Vest: The most help that the analytics has given us has been to show us where bottlenecks have occurred. Simple things like, we have a Medicare contract and a Medicaid contract. And Medicare and Medicaid had different NPI numbers; well, no one knew that. And now everything is flowing electronically. I’m a big proponent of pushing everything I can, to electronic, and Aprima has been very instrumental in that. It expedites our payments and everything else. So those simple changes to our clearinghouse, to make sure we’re paid as quickly as possible, has been really helpful to our cash situation.

Do you have dedicated IT people?

We have two IT people. Memory oversees IT. And we go to Aprima with all of our issues.

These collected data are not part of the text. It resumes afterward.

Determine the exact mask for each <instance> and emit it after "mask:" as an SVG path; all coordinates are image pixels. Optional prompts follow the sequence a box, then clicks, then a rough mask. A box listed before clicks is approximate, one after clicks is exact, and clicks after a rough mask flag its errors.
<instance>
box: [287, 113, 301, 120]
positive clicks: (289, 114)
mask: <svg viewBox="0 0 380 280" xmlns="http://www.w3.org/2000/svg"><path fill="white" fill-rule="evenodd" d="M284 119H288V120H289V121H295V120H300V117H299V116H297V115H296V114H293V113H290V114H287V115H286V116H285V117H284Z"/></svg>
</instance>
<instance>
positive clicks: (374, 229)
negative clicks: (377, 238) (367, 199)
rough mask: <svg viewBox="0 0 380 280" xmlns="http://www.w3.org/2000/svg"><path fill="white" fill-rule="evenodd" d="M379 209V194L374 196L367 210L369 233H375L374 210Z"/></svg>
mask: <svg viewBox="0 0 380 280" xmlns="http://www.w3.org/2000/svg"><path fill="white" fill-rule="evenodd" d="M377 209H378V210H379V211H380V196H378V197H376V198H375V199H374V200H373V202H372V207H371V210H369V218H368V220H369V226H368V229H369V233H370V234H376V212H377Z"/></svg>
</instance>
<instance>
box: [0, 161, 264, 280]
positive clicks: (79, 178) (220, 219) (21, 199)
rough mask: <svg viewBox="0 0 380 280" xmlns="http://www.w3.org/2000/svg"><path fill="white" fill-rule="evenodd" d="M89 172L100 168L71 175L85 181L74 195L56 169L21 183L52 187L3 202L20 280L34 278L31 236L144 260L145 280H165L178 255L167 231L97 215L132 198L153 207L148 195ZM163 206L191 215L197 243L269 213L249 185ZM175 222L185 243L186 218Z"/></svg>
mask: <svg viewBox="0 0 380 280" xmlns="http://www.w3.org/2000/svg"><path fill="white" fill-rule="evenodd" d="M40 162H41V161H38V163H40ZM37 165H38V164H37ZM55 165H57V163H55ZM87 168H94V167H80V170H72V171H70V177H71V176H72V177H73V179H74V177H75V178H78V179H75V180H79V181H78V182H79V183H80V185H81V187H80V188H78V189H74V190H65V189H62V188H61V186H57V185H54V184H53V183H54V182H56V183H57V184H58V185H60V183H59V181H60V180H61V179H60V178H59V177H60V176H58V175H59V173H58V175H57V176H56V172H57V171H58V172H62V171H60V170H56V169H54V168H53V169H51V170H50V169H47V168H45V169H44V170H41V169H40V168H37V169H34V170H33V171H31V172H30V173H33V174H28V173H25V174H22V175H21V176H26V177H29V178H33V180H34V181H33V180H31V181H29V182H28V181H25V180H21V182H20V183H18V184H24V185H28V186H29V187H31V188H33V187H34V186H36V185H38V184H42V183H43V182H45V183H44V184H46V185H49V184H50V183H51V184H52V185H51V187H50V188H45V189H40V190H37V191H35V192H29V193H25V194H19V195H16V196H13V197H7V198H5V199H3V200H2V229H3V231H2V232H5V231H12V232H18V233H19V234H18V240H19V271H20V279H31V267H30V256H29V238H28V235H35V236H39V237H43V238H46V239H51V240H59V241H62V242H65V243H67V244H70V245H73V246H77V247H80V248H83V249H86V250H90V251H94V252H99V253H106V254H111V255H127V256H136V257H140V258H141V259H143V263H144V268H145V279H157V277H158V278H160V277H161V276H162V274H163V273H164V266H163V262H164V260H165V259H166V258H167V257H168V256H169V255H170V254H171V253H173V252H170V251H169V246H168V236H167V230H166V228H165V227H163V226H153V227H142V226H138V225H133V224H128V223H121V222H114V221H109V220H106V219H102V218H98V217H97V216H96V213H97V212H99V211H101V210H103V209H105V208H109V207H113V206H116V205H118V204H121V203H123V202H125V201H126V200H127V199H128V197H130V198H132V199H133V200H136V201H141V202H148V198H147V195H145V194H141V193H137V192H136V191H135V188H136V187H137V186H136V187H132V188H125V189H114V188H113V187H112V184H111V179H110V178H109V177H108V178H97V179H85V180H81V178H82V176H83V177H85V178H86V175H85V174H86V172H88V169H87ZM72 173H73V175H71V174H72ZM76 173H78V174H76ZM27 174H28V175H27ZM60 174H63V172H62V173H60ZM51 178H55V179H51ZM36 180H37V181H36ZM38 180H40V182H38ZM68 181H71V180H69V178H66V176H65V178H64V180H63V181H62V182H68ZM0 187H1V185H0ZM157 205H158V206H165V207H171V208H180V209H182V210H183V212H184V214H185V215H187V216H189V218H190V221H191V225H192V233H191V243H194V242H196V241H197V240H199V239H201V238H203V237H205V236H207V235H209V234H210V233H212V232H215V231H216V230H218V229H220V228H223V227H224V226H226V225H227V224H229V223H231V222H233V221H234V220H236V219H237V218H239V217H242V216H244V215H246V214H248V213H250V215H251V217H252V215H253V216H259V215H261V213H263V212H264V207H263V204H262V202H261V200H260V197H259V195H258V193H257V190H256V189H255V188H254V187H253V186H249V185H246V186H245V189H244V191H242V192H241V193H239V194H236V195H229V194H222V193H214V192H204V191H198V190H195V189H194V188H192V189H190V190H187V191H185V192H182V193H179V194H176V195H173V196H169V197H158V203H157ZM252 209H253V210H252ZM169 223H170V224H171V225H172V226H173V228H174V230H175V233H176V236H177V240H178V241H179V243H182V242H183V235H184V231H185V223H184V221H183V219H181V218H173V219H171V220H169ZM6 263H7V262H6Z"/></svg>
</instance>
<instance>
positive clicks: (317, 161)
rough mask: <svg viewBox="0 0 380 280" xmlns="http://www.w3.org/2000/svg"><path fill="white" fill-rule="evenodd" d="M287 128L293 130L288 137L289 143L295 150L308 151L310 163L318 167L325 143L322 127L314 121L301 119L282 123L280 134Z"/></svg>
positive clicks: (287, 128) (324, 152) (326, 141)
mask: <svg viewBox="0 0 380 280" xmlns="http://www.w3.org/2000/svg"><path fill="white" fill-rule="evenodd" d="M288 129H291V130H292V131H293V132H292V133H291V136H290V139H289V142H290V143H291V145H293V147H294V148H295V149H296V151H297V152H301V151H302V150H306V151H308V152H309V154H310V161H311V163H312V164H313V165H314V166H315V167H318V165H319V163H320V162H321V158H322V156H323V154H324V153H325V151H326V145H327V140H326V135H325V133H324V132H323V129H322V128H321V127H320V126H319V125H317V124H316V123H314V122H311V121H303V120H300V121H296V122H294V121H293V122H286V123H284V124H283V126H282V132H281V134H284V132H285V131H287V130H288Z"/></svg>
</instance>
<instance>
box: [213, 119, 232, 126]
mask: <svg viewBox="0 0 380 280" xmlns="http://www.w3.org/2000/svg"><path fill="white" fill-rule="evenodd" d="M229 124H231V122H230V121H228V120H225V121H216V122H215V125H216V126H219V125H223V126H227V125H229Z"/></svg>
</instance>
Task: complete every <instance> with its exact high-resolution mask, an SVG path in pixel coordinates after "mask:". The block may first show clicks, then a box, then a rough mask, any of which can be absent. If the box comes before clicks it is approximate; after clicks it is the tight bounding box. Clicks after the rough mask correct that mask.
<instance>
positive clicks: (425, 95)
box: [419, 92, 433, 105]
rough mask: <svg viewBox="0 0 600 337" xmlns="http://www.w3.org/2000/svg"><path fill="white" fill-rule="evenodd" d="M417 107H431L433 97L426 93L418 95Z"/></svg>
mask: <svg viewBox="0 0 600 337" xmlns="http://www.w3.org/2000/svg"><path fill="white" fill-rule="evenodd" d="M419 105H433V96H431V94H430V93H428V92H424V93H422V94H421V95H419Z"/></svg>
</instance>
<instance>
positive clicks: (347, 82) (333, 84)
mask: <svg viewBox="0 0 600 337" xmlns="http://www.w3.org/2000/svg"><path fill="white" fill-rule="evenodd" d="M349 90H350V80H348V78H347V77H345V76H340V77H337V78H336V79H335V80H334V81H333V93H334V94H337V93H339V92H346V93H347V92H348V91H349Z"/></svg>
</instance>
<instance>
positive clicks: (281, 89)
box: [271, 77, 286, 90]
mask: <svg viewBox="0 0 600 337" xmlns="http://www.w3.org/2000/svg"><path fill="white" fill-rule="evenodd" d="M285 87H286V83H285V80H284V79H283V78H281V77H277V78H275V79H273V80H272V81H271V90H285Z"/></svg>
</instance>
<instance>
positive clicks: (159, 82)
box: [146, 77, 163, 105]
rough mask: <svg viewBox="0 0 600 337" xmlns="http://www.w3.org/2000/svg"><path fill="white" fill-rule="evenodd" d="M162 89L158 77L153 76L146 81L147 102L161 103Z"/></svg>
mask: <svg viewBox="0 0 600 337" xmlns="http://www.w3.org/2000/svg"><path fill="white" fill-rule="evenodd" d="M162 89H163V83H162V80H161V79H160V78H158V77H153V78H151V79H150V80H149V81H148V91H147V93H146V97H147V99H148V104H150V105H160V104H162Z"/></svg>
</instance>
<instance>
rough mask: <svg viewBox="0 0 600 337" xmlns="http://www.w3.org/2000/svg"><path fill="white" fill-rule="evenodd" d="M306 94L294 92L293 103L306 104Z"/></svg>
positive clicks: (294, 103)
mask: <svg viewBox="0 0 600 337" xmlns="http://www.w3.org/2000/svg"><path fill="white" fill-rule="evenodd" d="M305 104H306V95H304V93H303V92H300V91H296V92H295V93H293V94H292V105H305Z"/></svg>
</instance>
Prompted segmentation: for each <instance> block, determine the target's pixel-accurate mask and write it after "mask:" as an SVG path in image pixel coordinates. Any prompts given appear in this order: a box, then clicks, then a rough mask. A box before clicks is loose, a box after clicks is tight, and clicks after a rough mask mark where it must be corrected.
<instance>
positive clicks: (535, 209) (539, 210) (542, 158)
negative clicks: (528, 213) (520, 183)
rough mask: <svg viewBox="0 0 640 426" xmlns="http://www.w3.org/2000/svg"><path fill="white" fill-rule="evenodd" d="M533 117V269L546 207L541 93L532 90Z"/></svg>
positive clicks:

What would you say is the key to success in managing IT processes in such a small organization?

Coker: I’m not a technical person as much as I am a health information person. I oversee more of what IT processes can do to help the workflow of the clinicians.

But, from a strategic standpoint, the key would be…?

I think understanding the flow of the patient, from the time they check into the clinic, to the time their prescription is sent to the pharmacy. Everything—the flow, timing. We have in-house lab and x-rays. So orders being sent, etc. Optimal efficiency of flow is critical. We’re that one-stop shop. And I am a nurse as well. So having that clinical background and having the knowledge of how everything affects the process, from patient check-in and registration to the visit, to checkout and having prescriptions and orders move forward—I can explain to our IT pep the flow from a clinical standpoint and how that should go—and getting them to help me achieve what needs to be done technically, is key. The practice management developer at Aprima was here last week, helping us. And they’ve been amazing in helping us help them improve their software to help them meet the needs of the clinicians.

How do you see your organization’s future trajectory over the next couple of years?

Coker: I see expansion, and I see increased revenue. We’ve seen that since Aprima RCM took over. I see that continuing to grow, not just because they’re helping us bring down days in AR, but because we’re seeing more patients. Our goal is to increase patient population, and we’re well on our way.